Distributed Transactions at Scale in Amazon DynamoDB (2023)

61 comments

·January 12, 2025

samsquire

So one shot transactions can check if every timestamp in every write and item inside the transaction packet depends on data that is before the timestamp of that particular monotonic transaction timestamp?

And the pattern of including "check" transaction item is how we manually maintain data integrity (characteristic of Atomic in DBMS)

And we know which transactions are writing because they told us they wanted to write in the prepare phase (the part that the transaction manager handles separate from the one shot transaction information perspective from the client with its own communication between the transaction manager and storage nodes)

I implemented a toy dynamodb that is a trie in front of a hash map, it handles the "begins with" query style.

XorNot

The only reason I ever used DynamoDB was because no one asked any questions if I bought an Amazon service which didn't look like a regular database, which in turn made a whole product deployment component on a deadline possible.

I couldn't really find any compelling reason to use it though: an RDBMS would've been way easier.

smashedtoatoms

I came here for the bad takes, and I have not been disappointed. Dynamo slays when you know your access patterns and need consistent performance and no operations requirements. Turns out, that's the case most of the time. Think about it as application state instead of a db. It's not key-value like Redis. GSIs with compound keys allow access to data across multiple dimensions on virtually unlimited data with consistent performance. Its weakness is querying data across dimensions you didn't plan on. If you need that regularly, it sucks. If you need that once in awhile, write a migration.

davidjfelix

Agreed. It's wild to me how many people think they need arbitrary queries on their transactional database and then go write a CRUD app with no transactional consistency between resources and everything is a projection from a user or org resource -- you can easily model that with Dynamo. You can offload arbitrary analytical queries or searches to a different database and stop conflating that need with your app's core data source.

pdhborges

Well my experience has always been the opposite. New query patterns are always appearing. The difference between an OLTP and an OLAP query is not as clear cut as one might imagine that justifies huge changes to an existing system.

cldcntrl

> Turns out, that's the case most of the time.

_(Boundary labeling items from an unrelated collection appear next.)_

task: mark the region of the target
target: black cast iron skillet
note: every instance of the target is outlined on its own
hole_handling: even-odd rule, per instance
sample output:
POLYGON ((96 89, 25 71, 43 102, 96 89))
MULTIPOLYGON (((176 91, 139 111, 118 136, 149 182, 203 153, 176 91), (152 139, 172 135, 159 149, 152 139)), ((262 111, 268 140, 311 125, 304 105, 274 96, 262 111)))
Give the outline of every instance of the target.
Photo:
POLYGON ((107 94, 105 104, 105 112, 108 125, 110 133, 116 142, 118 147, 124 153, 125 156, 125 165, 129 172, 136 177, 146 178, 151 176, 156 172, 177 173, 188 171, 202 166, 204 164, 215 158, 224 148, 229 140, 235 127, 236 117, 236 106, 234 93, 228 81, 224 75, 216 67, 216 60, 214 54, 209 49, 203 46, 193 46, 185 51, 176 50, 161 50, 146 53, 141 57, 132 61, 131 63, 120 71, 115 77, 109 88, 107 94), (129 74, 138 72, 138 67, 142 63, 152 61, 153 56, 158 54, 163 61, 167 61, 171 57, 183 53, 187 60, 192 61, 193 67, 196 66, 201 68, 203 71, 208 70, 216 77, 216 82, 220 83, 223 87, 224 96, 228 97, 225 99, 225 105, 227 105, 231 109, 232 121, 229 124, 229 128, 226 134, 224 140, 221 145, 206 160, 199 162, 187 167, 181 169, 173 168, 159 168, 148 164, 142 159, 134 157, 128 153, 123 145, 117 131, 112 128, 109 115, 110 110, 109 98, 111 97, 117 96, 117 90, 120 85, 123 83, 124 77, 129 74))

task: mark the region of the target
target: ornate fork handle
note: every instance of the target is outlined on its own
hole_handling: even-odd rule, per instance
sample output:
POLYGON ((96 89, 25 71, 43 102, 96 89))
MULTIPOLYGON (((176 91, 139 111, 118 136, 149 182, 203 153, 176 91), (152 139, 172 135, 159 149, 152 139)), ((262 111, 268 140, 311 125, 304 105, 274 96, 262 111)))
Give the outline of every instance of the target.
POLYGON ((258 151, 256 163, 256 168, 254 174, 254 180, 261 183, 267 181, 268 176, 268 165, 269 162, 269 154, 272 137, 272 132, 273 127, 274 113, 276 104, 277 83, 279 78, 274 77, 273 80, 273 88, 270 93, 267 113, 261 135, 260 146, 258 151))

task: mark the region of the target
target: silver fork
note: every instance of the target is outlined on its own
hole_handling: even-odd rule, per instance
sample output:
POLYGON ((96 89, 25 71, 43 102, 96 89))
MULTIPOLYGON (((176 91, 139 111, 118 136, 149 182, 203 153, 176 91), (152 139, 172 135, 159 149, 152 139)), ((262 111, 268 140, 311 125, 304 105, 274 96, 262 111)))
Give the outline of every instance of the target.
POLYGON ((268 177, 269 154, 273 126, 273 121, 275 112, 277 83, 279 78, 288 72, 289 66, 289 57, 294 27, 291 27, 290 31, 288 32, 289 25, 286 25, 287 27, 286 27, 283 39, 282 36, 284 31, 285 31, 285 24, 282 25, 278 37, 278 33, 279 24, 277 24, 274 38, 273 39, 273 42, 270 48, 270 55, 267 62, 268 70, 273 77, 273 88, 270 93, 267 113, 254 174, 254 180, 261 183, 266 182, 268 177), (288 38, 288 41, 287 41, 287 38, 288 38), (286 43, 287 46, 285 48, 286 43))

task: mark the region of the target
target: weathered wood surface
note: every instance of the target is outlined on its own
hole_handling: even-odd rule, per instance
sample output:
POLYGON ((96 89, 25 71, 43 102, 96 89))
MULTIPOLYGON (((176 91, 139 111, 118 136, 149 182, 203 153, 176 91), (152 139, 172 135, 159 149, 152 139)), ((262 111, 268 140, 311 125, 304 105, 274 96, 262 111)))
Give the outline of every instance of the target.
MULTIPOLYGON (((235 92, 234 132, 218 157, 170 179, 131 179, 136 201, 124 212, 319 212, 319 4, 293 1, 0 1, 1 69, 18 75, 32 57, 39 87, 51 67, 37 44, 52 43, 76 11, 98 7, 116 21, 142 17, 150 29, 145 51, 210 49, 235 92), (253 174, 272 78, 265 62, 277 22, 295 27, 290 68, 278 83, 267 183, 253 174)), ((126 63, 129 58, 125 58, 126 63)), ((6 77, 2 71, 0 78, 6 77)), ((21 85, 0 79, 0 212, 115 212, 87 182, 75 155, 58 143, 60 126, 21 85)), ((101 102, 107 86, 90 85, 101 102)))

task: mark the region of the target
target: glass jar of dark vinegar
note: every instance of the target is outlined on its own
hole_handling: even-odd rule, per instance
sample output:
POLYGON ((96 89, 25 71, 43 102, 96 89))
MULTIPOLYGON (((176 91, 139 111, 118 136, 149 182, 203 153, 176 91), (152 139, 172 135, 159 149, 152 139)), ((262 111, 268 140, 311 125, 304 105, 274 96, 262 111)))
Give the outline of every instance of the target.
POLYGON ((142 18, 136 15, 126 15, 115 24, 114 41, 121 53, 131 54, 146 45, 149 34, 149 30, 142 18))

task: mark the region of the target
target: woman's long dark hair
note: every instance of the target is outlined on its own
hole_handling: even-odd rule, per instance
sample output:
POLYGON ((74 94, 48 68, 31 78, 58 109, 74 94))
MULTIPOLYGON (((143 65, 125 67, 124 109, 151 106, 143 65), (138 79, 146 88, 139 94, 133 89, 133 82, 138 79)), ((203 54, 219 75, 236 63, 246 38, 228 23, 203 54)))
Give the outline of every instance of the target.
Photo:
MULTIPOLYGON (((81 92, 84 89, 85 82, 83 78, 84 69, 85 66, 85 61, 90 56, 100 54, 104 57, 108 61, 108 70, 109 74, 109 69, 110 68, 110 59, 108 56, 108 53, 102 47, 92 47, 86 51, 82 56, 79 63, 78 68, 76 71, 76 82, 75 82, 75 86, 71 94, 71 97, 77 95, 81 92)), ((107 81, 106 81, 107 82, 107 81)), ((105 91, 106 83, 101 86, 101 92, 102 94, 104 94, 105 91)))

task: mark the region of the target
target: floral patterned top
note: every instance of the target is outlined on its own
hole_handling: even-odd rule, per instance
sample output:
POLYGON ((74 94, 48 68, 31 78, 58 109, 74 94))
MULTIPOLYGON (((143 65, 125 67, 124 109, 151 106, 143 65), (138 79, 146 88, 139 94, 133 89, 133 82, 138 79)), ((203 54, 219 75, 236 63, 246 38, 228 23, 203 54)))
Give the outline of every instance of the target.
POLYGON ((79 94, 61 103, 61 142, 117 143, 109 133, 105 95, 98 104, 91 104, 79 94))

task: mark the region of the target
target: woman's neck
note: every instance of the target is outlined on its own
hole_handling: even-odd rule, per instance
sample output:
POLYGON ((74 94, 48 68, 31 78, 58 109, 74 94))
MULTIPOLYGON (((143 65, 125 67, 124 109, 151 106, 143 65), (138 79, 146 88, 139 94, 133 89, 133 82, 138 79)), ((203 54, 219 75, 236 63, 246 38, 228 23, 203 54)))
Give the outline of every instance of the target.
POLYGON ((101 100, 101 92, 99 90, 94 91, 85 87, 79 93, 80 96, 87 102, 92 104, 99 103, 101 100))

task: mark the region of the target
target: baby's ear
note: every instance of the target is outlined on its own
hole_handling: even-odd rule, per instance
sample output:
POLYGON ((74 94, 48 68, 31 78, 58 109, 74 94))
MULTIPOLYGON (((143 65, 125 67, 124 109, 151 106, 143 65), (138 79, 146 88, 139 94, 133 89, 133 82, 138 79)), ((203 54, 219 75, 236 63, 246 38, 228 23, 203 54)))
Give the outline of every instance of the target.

Here's most of the time out in the real world:

- Low-cardinality partition key leading to hot keys, trashing capacity utilization.

- Bad key design means access patterns are off the table forever, as nobody wants to take on data migration with BatchWriteItem.

- Read/write spikes causing throttling errors. The capacity concept is difficult - people don't understand how capacity relates to partitions and object sizes, or wrongly assume "On-Demand Capacity" means throttling is impossible, or that Provisioned Capacity Autoscaling is instant.

- Multiple GSIs to cover multiple access patterns = "why is our bill so high?".

I've seen these issues over and over again while working with real organizations.

Of course it's impressive technology, it's just so littered with traps that I've stopped recommending it except in very specific cases.

tbarbugli

Using DynamoDB in 2025 is such a weird proposition. Horrible dev experience, no decent clients/libs, complex pricing, weird scaling in/out mechanism, slow, it only works well for well defined use-cases.

eknkc

2 times I have used DynamoDB and been extremely happy;

- In a SAAS API service we used dynamodb to look up API keys and track their daily usage data. It is fast enough to look up k/v pairs (api key => key info). And also aggregate small sets (We'd sum up call counts for current month and check if the API key had enough credits). This meant that the API itself did not need our RDBMS to function. We also had a postgresql instance for all relational data, subscriptions, user info etc. Had a trigger that would push any api key / subscription change to DynamoDB. In case of RDS issues, things kept chugging along.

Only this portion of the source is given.